El primero «será con volcanes rugidores de titanio, truenos de aviso en volcán y grandes carcasas». El segundo, «en 21 puntos de fachada», y el tercero propiciará un «apoteósico final». Una de las novedades programadas es la introducción de una «gran palmera en color rosa con pistilo naranja y carcasa de mortero haciendo ola». No será la única figura que recuerda al árbol tropical del que toma su nombre, ya que se lanzarán un grupo de palmeras lloronas en dos fases. No faltarán unos clásicos en los espectáculos de la Noche de los Fuegos: los artificios en color rojo y blanco, que componen la bandera de la ciudad. Se dispararán en 21 posiciones a nueve alturas a través de monotiros secuenciados. El espectáculo durará media hora, como es habitual. Este castillo de fuegos artificiales «es único en alturas, ritmo y calidad», según apunta la empresa pirotécnica en el proyecto presentado al Ayuntamiento y que se hizo con la adjudicación. De hecho, Divertia le concedió los 25 puntos máximos previstos para el apartado artístico: por la originalidad y exclusividad para Gijón, la duración y el ritmo, el colorido y la altura en las figuras y por la combinación de figuras, alturas y efectos, así como por el final apoteósico incluido.

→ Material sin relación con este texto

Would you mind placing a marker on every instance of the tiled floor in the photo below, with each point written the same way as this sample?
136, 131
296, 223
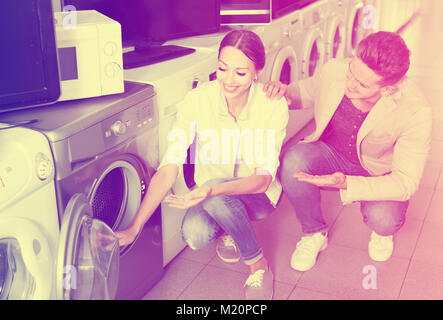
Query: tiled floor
415, 270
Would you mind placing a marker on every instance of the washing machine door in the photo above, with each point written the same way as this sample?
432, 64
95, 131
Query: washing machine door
26, 264
88, 255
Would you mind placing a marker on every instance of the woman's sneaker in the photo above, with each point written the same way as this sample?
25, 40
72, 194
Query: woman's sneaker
380, 247
307, 250
226, 249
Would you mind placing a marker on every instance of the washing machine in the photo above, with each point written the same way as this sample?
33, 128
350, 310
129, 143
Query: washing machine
104, 151
29, 225
355, 25
335, 30
309, 44
172, 79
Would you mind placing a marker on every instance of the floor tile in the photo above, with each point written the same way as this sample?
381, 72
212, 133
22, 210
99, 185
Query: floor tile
215, 283
439, 185
423, 282
202, 255
436, 152
430, 243
177, 276
419, 203
306, 294
431, 173
350, 274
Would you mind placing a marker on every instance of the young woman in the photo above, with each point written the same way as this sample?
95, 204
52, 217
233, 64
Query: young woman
239, 133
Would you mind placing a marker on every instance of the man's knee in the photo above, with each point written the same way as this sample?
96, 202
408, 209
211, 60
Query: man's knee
384, 217
197, 231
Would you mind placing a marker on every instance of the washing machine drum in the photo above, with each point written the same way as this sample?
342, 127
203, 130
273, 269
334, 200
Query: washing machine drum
117, 193
88, 255
109, 197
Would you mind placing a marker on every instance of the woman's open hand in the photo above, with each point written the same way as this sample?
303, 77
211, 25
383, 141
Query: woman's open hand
190, 199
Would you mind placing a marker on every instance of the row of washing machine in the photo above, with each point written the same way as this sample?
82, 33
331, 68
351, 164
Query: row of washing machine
296, 44
65, 167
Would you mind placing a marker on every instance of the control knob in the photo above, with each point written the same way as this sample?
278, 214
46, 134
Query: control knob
119, 128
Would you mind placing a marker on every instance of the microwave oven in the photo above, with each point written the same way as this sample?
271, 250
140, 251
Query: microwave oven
236, 12
89, 46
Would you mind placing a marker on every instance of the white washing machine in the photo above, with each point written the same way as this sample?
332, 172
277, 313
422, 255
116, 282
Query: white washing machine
355, 27
36, 258
309, 44
335, 30
104, 151
282, 63
172, 79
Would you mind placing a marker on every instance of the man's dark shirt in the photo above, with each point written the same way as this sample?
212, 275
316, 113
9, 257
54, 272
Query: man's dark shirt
341, 132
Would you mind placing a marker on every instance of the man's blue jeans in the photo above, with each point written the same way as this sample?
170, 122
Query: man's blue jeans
318, 158
205, 222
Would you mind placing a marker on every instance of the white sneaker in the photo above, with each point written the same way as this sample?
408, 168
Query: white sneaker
380, 247
226, 249
260, 285
307, 250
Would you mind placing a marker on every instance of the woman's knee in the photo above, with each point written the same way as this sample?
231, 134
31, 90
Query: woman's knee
198, 230
384, 217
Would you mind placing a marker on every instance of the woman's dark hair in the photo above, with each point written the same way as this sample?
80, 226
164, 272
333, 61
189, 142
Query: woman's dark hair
247, 42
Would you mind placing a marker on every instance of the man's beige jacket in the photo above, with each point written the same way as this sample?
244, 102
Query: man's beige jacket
392, 143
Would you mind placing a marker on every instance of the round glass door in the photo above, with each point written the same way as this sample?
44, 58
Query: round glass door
25, 261
314, 58
88, 255
16, 282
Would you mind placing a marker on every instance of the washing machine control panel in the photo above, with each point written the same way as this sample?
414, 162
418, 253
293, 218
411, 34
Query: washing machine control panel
130, 122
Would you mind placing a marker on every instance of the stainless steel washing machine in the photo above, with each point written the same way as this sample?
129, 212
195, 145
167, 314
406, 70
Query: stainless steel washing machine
105, 150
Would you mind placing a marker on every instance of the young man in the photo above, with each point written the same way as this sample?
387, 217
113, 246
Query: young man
371, 142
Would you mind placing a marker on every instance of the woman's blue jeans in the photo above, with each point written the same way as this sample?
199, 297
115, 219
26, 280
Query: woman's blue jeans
205, 222
318, 158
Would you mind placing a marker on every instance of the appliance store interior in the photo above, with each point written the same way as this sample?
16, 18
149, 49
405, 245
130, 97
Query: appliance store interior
90, 90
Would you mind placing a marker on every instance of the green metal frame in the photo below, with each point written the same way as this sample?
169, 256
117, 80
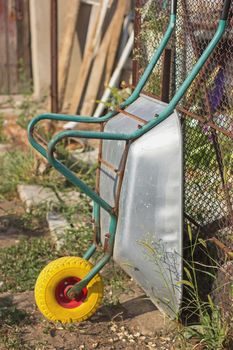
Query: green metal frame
98, 201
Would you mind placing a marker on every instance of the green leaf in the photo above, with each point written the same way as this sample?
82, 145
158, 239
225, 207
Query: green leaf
187, 283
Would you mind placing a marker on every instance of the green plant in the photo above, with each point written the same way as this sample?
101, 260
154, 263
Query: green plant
3, 137
212, 328
16, 167
21, 264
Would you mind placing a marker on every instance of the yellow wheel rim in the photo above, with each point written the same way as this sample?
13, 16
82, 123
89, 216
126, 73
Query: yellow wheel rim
52, 277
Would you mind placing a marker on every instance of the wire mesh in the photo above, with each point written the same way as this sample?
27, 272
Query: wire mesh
206, 110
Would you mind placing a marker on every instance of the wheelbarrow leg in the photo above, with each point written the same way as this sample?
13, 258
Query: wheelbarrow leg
91, 250
108, 248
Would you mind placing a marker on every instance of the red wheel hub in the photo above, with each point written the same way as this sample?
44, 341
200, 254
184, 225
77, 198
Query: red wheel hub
61, 293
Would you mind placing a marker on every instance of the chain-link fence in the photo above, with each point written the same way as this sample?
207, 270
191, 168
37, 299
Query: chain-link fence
206, 110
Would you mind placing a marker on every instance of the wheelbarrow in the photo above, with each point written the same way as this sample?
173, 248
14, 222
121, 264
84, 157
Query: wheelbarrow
138, 199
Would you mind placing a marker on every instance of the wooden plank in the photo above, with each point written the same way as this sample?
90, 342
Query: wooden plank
73, 7
12, 46
23, 47
4, 83
112, 34
87, 59
114, 42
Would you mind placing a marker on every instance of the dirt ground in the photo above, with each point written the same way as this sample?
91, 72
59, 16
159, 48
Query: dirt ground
132, 323
126, 320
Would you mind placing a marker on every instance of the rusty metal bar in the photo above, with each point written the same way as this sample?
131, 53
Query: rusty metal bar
108, 165
132, 116
166, 70
54, 55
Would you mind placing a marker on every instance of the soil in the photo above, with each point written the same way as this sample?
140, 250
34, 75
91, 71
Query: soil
133, 323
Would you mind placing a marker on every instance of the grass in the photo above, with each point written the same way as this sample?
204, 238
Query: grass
212, 329
3, 137
21, 264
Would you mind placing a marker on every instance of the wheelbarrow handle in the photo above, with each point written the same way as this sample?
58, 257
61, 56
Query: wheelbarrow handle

La empresa canguesa disparará tres seísmos con potencia de grandes calibres

Pendientes del tiempo

La firma pirotécnica consiguió el contrato para encargarse de la Noche de los Fuegos por 47.432 euros, IVA incluido. Al concurso convocado se presentaron seis ofertas, una de las cuales quedó descartada por defectos detectados en la documentación. De las cinco restantes, la propuesta de Pirotecnia Pablo fue la segunda más barata, si bien la ventaja de la más económica fue absorbida por la valoración del proyecto artístico y las mejoras. Será la séptima vez consecutiva que dé color al firmamento gijonés en la madrugada del 14 de agosto. Los responsables políticos y la ciudadanía ponen un ojo en el cielo de manera especial este año tras los problemas de visibilidad registrados en 2016. Esperan que los únicos fenómenos de la naturaleza que reinen esa noche sean los que lance Pirotecnia Pablo desde el cerro de Santa Catalina.

El año pasado, una densa niebla impidió que se vieran correctamente los artificios. Apenas eran perceptibles luces en el cielo desde numerosos puntos de la ciudad. Este chasco supuso una agitada polémica, tanto entre los vecinos como entre los grupos municipales. Las voces más críticas afearon que el Ayuntamiento decidiera continuar adelante con el espectáculo a pesar de las malas condiciones meteorológicas que había esa noche. El concejal de Festejos y presidente de Divertia, Jesús Martínez Salvador, defendió entonces la determinación de lanzar los fuegos de artificio por cuestiones técnicas y económicas.

El edil remarcó entonces que un montaje tan complejo como el que se realiza cada año en el cerro, con casi una tonelada de pólvora, «no se puede tratar como una piñata infantil, porque hay muchas cosas detrás». Defendió que las previsiones de la Agencia Estatal de Meteorología (Aemet) no apuntaban problemas, pero la bruma había surgido de manera imprevista.